Missy is about 6 mo. old, her sire was Adamant, her dam Babs; her girls are about three months old.


----------



## salemouse (Oct 9, 2010)

Pretty.  Im trying to get myself some mice like that.


----------



## moustress (Sep 25, 2009)

Thanks! Good luck in finding some tris of your own. It shouldn't be too hard; I know a lot of breeders have them now.


----------



## salemouse (Oct 9, 2010)

haha thanks.  its shouldnt be, but alas my state isnt very rodent heavy. lol. btw I had a shock looking at the name of this bacuase my nickname is Missy. :lol: My real names Marisa


----------



## countrygall721 (Oct 26, 2010)

Aww! I love your meeces


----------



## SiamMeece (Sep 21, 2010)

moustress said:


> This group of tris never got mentioned for some reason; here they are!


Shame on you!  Gorgeous, especially in satin!


----------



## moustress (Sep 25, 2009)

Thanks to all of you!

My breeding in the last few years has been predominantly in my tri lines. Some of the litters have been accidental due to ambiguous sexual characteristics leading to 'she's' who turned out to be 'he's' and vice-versa. Missy was one of those 'wilya's' and ended up, along with two other young does, getting pregnant at an early age. She was about three months old when I noticed a commotion in the tank that drew my attention. It's hard to miss a small pile of pinkies, especially when you aren't expecting them. I now spend considerably more time checking under tails of young tris, and I'm happy to say there have been no more incidences of this sort in the last few months.

Missy was big enough to handle the pregnancy, thank Goddess, and delivered safely. I managed to get her out of that tank of boys in time to prevent a second unplanned litter, and and the babies turned out fine, as you can see! Hermaphroditism isn't common among mousies, but more common in the tris than in other types.


----------



## SiamMeece (Sep 21, 2010)

I find it really intruiging that you find that many hermafrodites in your lines. Are your tri-lines very inbred, due to which hermafroditism might be common in your lines taken that it's inheritable of course, or do you think there's a linkage to the splash gene?


----------



## moustress (Sep 25, 2009)

It has only happened in my tris, and only in a couple of groups. Missy and her girls are cute, but none of them will be bred, as it's annoying and inconvenient to have unplanned litters for which to make space.
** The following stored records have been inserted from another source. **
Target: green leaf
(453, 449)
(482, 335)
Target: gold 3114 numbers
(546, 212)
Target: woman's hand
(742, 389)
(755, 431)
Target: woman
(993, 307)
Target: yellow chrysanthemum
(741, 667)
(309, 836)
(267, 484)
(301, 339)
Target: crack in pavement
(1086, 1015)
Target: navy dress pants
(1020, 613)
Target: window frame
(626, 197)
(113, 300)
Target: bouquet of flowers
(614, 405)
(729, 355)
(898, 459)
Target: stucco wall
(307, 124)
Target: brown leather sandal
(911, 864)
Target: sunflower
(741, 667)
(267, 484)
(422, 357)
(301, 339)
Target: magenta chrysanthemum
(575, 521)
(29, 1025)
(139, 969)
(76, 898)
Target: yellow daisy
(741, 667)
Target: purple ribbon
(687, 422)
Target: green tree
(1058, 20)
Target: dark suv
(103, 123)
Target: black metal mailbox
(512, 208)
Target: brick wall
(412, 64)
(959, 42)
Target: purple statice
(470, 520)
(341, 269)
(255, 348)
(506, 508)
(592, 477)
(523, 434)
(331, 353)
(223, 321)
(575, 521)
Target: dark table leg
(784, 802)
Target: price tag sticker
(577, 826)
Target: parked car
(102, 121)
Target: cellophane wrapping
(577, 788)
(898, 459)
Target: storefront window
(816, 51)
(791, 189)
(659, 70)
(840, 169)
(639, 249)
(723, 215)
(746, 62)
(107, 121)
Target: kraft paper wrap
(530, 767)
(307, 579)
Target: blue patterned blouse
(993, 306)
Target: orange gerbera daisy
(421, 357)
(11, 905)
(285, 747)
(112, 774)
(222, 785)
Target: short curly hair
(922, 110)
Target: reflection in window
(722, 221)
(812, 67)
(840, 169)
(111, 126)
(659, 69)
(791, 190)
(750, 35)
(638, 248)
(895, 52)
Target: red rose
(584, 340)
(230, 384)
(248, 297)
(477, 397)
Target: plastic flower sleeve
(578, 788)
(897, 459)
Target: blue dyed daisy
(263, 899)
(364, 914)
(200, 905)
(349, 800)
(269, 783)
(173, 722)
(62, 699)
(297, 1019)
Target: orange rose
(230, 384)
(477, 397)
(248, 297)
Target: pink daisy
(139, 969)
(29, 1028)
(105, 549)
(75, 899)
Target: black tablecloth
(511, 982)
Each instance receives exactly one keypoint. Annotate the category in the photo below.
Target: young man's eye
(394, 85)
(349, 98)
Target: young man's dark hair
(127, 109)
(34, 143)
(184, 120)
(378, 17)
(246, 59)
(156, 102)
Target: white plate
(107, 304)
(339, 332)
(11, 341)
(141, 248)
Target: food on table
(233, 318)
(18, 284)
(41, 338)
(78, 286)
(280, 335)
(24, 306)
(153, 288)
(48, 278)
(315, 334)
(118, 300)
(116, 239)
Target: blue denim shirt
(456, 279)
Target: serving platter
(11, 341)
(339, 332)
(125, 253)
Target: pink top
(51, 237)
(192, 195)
Inbreeding may have something to do with the phenomenon; tricolors are a somewhat new type, and every new type goes through inbreeding to fix the characteristics that make it unique.


----------



## SevenlevelsofDante (Nov 13, 2010)

Yesterday my boyfriend called me to say "Moustress has the nicest mice ever." You really do, they're simply beautiful!


----------



## moustress (Sep 25, 2009)

Thanks!


----------



## Sun_dust (Nov 28, 2010)

Oh my gosh I love the babies! They are simply adorable!


----------



## moustress (Sep 25, 2009)

Thanks, I guess. they're all dead along with about 200 others, in an electric heater mishap.


----------